Chargaff's rules

Chargaff's rules

Chargaff's rules state that DNA from any cell of all organisms should have a 1:1 ratio (base Pair Rule)of pyrimidine and purine bases and, more specifically, that the amount of guanine is equal to cytosine and the amount of adenine is equal to thymine. This pattern is found in both strands of the DNA. They were discovered by Austrian chemist Erwin Chargaff.[1][2][3][4][5][6]

Contents

Chargaff Parity Rule 1

The first rule holds that a double-stranded DNA molecule globally has percentage base pair equality: %A = %T and %G = %C.[6] The rigorous validation of the rule constitutes the basis of Watson-Crick pairs in the DNA double helix.

Chargaff Parity Rule 2

The second rule holds that both %A ~ %T and %G ~ %C are valid for each of the two DNA strands.[7] This describes only a global feature of the base composition in a single DNA strand.[8]

Research

The second of Chargaff's rules (or "Chargaff's second parity rule") is that the composition of DNA varies from one species to another; in particular in the relative amounts of A, G, T, and C bases. Such evidence of molecular diversity, which had been presumed absent from DNA, made DNA a more credible candidate for the genetic material than protein.

In 2006, it was shown that this rule applies to four of the five types of double stranded genomes; specifically it applies to the eukaryotic chromosomes, the bacterial chromosomes, the double stranded DNA viral genomes, and the archeal chromosomes.[9] It does not apply to the organellar genomes (mitochondria and plastids) (actually it applies to many plastid and organellar genomes that are longer than ~20-30 kbp) nor does it apply to the single stranded DNA (viral) genomes or any type of RNA genome (probably, because all such genomes are very small). The basis for this rule is still under investigation.

The rule itself has consequences. In most bacterial genomes (which are generally 80-90% coding) genes are arranged in such a fashion that approximately 50% of the coding sequence lies on either strand. Wacław Szybalski, in the 1960s, showed that in bacteriophage coding sequences purines (A and G) exceed pyrimidines (C and T).[10] This rule has since been confirmed in other organisms and should probably be now termed "Szybalski's rule". While Szybalski's rule generally holds, exceptions are known to exist.[11][12][13] The biological basis for Szybalski's rule, like Chargaff's, is not yet known.

The combined effect of Chargaff's second rule and Szybalski's rule can be seen in bacterial genomes where the coding sequences are not equally distributed.

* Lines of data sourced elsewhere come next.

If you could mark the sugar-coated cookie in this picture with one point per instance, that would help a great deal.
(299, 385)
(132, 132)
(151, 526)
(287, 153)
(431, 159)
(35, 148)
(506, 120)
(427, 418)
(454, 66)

The genetic code has 64 codons of which 3 function as termination codons: there are only 20 amino acids normally present in proteins. (There are two uncommon amino acids—selenocysteine and pyrrolysine—found in a limited number of proteins and encoded by the stop codons - TGA and TAG respectively.) The mismatch between the number of codons and amino acids allows several codons to code for a single amino acid. These codons normally differ in the third codon base position.

Multivariate statistical analysis of codon use within genomes with unequal quantities of coding sequences on the two strands has shown that codon use in the third position depends on the strand on which the gene is located. This seems likely to be the result of Szybalski's and Chargaff's rules. Because of the asymmetry in pyrimidine and purine use in coding sequences, the strand with the greater coding content will tend to have the greater number of purine bases (Szybalski's rule). Because the number of purine bases will to a very good approximation equal the number of their complementary pyrimidines within the same strand and because the coding sequences occupy 80-90% of the strand, there appears to be (1) a selective pressure on the third base to minimize the number of purine bases in the strand with the greater coding content; and (2) that this pressure is proportional to the mismatch in the length of the coding sequences between the two strands.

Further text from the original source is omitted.